The Geminids are a meteor shower caused by the object 3200 Phaethon. This would make the Geminids, together with the Quadrantids, the only major meteor showers not originating from a comet. The meteors from this shower are slow moving, can be seen in December and usually peak around the 13th - 14th of the month, with the date of highest intensity being the morning of the 14th. The shower is thought to be intensifying every year and recent showers have seen 120–160 meteors per hour under optimal conditions, generally around 02:00 to 03:00 local time. Geminids were first observed in 1862, much more recently than other showers such as the Perseids (36 AD) and Leonids (902 AD). The meteors in this shower and on this picture appear to come from a radiant in the constellation Gemini (hence the shower's name). However, they can appear almost anywhere in the night sky. In the southern hemisphere where this picture was taken, the radiant appears only around local midnight or so. The meteors travel at medium speed in relation to other showers, at about 22 miles per second, making them fairly easy to spot. The Geminids are now considered by many to be the most consistent and active annual shower. Geminids disintegrate while at heights above 38 kilometres (24 mi).

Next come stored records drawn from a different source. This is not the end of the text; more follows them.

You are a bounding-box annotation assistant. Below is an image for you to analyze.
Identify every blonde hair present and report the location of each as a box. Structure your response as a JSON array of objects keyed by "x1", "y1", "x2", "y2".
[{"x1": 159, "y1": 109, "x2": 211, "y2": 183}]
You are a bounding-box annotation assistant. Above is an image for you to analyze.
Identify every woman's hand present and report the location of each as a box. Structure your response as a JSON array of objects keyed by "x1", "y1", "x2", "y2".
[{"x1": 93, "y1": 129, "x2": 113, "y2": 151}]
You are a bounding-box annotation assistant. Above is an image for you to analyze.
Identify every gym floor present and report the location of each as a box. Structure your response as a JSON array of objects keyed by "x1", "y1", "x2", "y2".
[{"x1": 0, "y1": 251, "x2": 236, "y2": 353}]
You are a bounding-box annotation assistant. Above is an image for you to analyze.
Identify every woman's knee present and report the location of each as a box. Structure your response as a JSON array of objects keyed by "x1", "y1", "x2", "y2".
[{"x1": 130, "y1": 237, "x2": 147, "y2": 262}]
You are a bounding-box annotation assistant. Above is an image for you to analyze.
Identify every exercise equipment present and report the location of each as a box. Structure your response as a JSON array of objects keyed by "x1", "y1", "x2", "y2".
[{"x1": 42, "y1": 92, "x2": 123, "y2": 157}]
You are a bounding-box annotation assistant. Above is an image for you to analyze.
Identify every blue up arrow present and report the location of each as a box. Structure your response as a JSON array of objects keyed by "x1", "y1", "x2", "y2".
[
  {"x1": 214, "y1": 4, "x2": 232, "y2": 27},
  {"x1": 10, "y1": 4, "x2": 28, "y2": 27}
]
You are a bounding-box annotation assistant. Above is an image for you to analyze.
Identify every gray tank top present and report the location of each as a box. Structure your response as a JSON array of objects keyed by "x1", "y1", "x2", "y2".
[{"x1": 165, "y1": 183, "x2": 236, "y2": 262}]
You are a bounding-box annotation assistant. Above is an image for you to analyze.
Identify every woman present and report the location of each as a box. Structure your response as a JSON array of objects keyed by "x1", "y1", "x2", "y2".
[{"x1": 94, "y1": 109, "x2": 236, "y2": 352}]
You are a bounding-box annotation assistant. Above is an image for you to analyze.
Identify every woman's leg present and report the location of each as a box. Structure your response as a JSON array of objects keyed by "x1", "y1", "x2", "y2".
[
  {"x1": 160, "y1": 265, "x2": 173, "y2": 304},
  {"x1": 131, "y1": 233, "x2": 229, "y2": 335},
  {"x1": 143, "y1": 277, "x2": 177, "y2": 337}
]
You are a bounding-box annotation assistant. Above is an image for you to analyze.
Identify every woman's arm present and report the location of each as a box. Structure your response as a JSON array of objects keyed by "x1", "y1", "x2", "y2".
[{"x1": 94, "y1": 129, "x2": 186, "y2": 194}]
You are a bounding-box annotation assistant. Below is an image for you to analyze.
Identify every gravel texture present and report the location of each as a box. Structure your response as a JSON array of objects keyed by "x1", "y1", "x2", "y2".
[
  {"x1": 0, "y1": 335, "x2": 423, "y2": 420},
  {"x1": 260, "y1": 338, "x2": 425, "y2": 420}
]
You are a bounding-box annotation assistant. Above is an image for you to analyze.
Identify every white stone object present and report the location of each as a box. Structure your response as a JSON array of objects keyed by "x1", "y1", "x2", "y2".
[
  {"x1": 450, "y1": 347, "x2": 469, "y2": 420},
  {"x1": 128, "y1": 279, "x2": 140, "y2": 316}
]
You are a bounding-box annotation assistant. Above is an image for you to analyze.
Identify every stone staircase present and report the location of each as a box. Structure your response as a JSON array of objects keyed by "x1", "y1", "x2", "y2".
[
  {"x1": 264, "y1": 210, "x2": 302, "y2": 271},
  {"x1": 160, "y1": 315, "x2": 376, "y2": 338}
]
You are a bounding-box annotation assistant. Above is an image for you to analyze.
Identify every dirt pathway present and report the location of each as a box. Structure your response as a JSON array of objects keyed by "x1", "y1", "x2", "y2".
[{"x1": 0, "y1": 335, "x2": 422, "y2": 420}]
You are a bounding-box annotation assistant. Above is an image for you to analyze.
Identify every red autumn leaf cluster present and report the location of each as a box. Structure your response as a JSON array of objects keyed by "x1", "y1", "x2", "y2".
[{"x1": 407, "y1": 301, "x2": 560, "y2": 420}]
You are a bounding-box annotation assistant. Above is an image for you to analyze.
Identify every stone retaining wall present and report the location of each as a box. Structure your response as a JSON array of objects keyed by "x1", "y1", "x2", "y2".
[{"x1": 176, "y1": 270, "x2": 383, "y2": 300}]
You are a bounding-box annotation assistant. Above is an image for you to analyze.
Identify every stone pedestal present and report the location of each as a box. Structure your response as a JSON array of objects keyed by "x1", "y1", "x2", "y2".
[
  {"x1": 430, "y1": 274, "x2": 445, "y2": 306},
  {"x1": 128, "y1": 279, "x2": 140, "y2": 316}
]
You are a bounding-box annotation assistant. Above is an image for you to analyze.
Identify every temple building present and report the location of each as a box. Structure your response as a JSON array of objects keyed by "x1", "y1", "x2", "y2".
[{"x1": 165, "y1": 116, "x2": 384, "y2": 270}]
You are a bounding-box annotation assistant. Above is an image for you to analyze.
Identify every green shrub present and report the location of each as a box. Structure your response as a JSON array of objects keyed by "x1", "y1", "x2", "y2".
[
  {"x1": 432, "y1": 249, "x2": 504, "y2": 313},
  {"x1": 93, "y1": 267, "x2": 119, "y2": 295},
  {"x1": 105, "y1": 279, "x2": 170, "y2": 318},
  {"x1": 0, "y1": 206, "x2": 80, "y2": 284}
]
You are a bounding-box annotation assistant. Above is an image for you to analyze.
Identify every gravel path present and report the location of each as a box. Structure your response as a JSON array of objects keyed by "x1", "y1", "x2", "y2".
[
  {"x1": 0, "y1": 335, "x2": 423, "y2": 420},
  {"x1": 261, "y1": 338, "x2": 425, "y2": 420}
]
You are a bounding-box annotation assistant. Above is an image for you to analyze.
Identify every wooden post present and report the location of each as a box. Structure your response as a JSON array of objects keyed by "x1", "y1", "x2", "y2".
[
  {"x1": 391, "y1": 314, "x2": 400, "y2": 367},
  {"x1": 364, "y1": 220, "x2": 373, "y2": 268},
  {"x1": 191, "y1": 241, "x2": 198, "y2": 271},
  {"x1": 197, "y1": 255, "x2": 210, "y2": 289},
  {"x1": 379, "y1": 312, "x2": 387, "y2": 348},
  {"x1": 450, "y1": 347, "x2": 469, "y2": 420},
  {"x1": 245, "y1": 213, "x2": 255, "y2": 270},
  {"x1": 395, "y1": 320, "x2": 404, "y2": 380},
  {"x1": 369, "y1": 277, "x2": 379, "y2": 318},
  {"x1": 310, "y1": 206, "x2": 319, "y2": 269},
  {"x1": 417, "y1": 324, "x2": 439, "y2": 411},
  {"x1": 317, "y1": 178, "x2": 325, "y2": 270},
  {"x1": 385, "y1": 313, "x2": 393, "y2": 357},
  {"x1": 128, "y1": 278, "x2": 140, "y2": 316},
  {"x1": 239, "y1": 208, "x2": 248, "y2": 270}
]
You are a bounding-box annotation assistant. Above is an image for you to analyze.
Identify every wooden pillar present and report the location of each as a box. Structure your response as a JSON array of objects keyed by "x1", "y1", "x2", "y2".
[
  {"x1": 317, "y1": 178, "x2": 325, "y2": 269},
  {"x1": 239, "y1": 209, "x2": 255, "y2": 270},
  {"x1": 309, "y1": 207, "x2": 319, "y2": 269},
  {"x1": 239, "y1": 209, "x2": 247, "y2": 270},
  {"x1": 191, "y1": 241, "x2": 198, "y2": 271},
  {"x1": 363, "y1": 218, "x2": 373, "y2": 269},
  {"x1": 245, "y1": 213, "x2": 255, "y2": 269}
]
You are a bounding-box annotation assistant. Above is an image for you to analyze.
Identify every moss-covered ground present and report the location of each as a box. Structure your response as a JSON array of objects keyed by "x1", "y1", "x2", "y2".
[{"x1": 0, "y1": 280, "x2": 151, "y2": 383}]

The picture was taken at ESO-Paranal observatory in the Atacama desert in Chile. The 9 telescopes of the observatory main platform can be seen on this image : the four 8m diameter mirror main telescopes (also called the "VLT, Very Large Telescope", the 4x 1.8m auxiliary telescopes and the 2.5m diameter VST ("VLT survey telescope"). All the 9 telescopes telescope are opened and observing.

For sake of clarity, this picture is not a "one-shot" picture. It was obtained by combining a selection of ~30 pictures of a total of 1500 taken continuously that night. Since Earth rotation provokes the stars to move with respect to the landscape, the selected pictures where registered precisely one by one onto one of them, "the main picture" containing the foreground in order to have the stars and meteors aligned to the same sky-referential. I consider it as a "Fake" (and I am not proud of it, this was the first and last time I do such a thing, I promise !) since it makes the viewer believes that I had the chance to capture dozens of meteors during the apparent short exposure time of this image, and this was obviously not the case (I say "apparent short exposure" because the image is obviously not tracked since foreground is neat, and the stars are not trailed).